Gilbert Amy , Hans Erich Apostel , Theodor Berger , Luciano Berio , Harrison Birtwistle , Pierre Boulez , Francis Burt , Friedrich Cerha , Luigi Dallapiccola , Edison Denissow , Gottfried von Eine , Beat are representative of the composers associated with the publishing house through Schlee's initiative Furrer , Cristóbal Halffter , Roman Haubenstock-Ramati , Anton Heiller , Mauricio Kagel , Ernst Krenek , Ladislav Kupkovič , György Kurtág , Rolf Liebermann , György Ligeti , Frank Martin , Bohuslav Martinů , Olivier Messiaen , Arvo Pärt , Mario Peragallo , Henri Pousseur , Wolfgang Rihm , Karl Schiske , Alfred Schnittke , Rodion Schtschedrin , Kurt Schwertsik , Karlheinz Stockhausen , Jenő Takács , Alfred Uhl and Hans Zender . Among the individual events during his work that were to be highlighted were his initiatives on overall scientific editions by Arnold Schönberg and Alban Berg , the completion of the third act by Friedrich Cerha, which was carried out in 1979 by Friedrich Cerha, and the publication of the complete version of Alban Berg's "Lulu", as well as efforts to achieve the rediscovery of the composers Franz Schreker and Alexander von Zemlinsky, who were banned under the influence of the German Reich from 1938 to 1945 and subsequently forgotten . Other focal points of the publishing house during Schlee's later years included the Wiener Urtext Edition, the pedagogically oriented “Rote Reihe”, the creation of a guitar catalog with Karl Scheit and representative pictorial biographies on Beethoven, Wagner and Mahler.

Alfred Schnittke visits Alfred Schlee

The works dedicated to Alfred Schlee include Sonata pian 'e forte by Gilbert Amy, Fünf Bagatellen op.20 by Hans Erich Apostel, Epifanie G , Concertino and Formazioni by Luciano Berio, Répons by Pierre Boulez, Exercises and Network by Friedrich Cerha, Areae sonantes by Paul-Heinz Dittrich , Cantiunculae amoris by Karl Heinz Füssl , Mizar by Cristóbal Halffter, Credentials by Roman Haubenstock-Ramati, Bardo-Puls by Günter Kahowez , Ludwig Van by Mauricio Kagel, fragment by György Ligeti, And the pointers of his eyes ... by Bo Nilsson, Te Deum by Arvo Pärt, Madrigal II by Henri Pousseur, Im Innsten von and Dialogue by Wolfgang Rihm, Khouang by Tona Scherchen-Hsiao and Symphony No. 2 St.

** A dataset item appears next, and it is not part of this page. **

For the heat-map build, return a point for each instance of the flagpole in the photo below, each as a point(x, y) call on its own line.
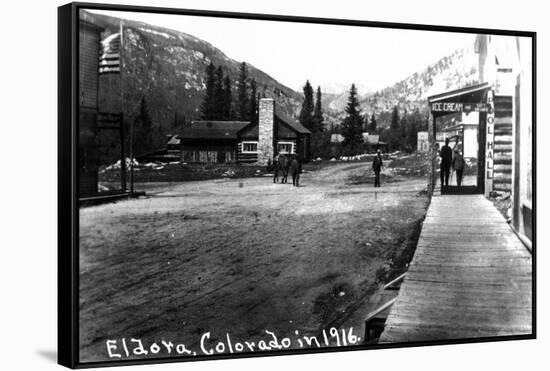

Florian by Alfred Schnittke. Schlee's 90th birthday was celebrated on November 18, 1991 with a gala evening with the Arditti Quartet in the Wiener Konzerthaus, at which congratulatory pieces by 37 composers were played. On December 8, 2001, on the initiative of the family, Pierre Boulez and Nuria Schönberg-Nono, a commemorative concert took place in the Arnold Schönberg Center in Vienna on the occasion of the 100th birthday of Alfred Schlee. Under the direction of Boulez, members of the Ensemble intercontemporain performed works by Schönberg, Messiaen, Boulez, Rihm, Stockhausen, Kurtág, Cerha, Webern and Berio.

Private life

After earlier marriages with Anna Taussig and Maria Bertha Hegner, Schlee married Margarethe Molner in 1960. The sons Thomas Daniel Schlee and Alexander Schlee come from the connection .

literature

  • Gunhild Schüller-Oberzaucher: Schlee - A music publisher with a dance past . In: Tanzdrama , No. 18/1992, pp. 8-10.
  • Gunhild Schüller-Oberzaucher: On the death of Alfred Schlee . In: Tanzdrama , No. 44/45/1999, pp. 79–81.